Certainly while the noticeable increased volume of voices in our public sphere that slide what is acceptable to say publicly ever further towards the gutter, it is still the case that there is a separation between the ‘factual’ vocabulary of capitalist economics, and the ‘evaluative’ vocabularies that attend descriptions such as ‘racist’ ‘sexist’ or ‘homophobic.’ Yet, it was precisely this difference that several of the critiques we taught ultimately wanted to problematize.  And with this, the classroom became much more political. That is, it became clear, and somewhat uncomfortable for my students to realize that in fact, the stance you took on the system itself reflexively indicated whether or not you would be able to write a paper comparing, for instances ‘the virtues and vices of capitalism.’  Think for instance of some of the more trenchant critiques coming out of the Marxist humanist tradition or in fact the more recent statement of Pope Francis.
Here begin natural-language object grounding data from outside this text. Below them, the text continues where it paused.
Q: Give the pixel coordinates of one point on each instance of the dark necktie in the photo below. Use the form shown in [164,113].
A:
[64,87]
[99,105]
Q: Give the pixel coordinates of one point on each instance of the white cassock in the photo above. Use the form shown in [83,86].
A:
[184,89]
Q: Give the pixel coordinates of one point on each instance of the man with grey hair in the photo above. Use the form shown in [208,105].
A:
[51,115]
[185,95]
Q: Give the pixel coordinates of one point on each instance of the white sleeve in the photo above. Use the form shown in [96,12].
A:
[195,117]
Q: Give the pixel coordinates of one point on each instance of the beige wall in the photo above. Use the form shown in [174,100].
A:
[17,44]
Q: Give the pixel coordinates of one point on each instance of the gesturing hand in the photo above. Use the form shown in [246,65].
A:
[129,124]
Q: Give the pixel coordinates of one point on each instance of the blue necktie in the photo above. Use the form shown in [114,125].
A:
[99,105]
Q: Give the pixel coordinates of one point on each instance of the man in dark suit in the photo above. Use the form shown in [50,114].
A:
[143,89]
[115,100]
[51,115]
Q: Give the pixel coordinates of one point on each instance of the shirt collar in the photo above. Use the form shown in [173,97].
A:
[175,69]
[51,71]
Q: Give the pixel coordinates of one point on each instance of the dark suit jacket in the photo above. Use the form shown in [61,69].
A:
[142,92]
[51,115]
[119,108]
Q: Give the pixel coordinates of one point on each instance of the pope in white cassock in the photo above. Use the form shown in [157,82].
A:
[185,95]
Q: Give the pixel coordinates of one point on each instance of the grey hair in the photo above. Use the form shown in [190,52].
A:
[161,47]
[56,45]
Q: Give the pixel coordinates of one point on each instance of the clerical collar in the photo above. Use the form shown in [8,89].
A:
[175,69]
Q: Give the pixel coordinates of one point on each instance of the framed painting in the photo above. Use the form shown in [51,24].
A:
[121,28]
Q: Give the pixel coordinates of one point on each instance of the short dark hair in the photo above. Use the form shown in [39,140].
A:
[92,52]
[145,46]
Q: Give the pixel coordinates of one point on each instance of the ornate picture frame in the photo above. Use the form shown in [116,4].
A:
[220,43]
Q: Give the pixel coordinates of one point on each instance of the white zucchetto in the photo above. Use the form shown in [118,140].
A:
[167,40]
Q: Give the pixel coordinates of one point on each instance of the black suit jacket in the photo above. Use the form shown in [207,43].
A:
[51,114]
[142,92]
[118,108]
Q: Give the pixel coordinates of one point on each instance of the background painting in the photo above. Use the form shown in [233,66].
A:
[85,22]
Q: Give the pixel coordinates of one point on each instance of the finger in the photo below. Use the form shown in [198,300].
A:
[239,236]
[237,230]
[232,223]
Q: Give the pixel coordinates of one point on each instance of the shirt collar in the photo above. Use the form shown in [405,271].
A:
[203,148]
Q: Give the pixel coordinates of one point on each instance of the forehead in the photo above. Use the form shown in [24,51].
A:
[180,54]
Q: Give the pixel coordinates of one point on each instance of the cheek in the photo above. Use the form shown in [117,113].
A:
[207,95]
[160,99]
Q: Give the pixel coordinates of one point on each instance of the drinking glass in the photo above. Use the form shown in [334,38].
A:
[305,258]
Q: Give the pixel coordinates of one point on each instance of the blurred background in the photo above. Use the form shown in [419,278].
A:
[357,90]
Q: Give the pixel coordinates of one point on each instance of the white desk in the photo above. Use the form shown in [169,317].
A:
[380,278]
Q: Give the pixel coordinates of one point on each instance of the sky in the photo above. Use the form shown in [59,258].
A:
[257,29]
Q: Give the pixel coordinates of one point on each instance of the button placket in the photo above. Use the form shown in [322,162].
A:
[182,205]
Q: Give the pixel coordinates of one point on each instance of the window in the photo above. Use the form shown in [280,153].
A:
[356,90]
To compare and contrast such virtues and vices in capitalism, from those perspectives would be no different than if you compared and contrasted the virtues of, say, slavery, or patriarchy.

Capitalism as a term of social discourse, and certainly its concomitants ‘class’, ‘exploitation,’ and of course ‘surplus value,’ were notoriously absent from popular media for decades, and while Millenials do seem to have some concrete attitudes about capitalism, it was not really a basic term of the United States’ popular descriptive vocabulary or a pillar of common conversation in the media.  At least not until the Sanders campaign and the last nine years of post-great recession politics and the Occupy Movement. Indeed during the Cold War the opposing concept to communism was not capitalism but rather ‘the free market system’ as a stand-in for the social reality of a capitalist system. That Adam Smith demonstrated that free markets cannot survive under a capitalist mode of production was not often invoked alongside his ever-present metaphor of the ‘invisible hand’ in the pages of our business and political press. That is to say, that while ‘economy’ looms large and questions about economy are hugely present, some might say ‘hegemonic’ in our media, elections, and public discourse (and even our social sciences and intellectual practices), the particular economic order itself is not highlighted as a historically contingent phenomena, or at least as a human constructed phenomena. Rather, it is seen as the most natural expression of human nature.

Self-described orthodox economists have been publishing macro and micro economics textbooks for a long time without ‘capitalism’  being the subject of more than passing mention.  To insist that capitalism was a fundamental explanatory category of the social world was to already locate oneself in a particular location on the political spectrum. So, one of the difficulties but intensely interesting aspects to exploring the critique of capitalism with students, lay in this background work highlighted by the authors we read. This is distilled in Marx’s famous comment when questioned about his particular moral beliefs, ‘Morality, what is that?’ A lot of work then was done at the level of how we understand the claim of some of the thinkers to scientificity, or to being a value free description of the workings of capitalism and not a normative or political stance. So, part of what I find to be most challenging is creating a space where students gain some distance to this value free description of the social sciences, without reducing social scientific descriptions to mere ideology or propaganda. It is a challenge looming large outside the classroom as well.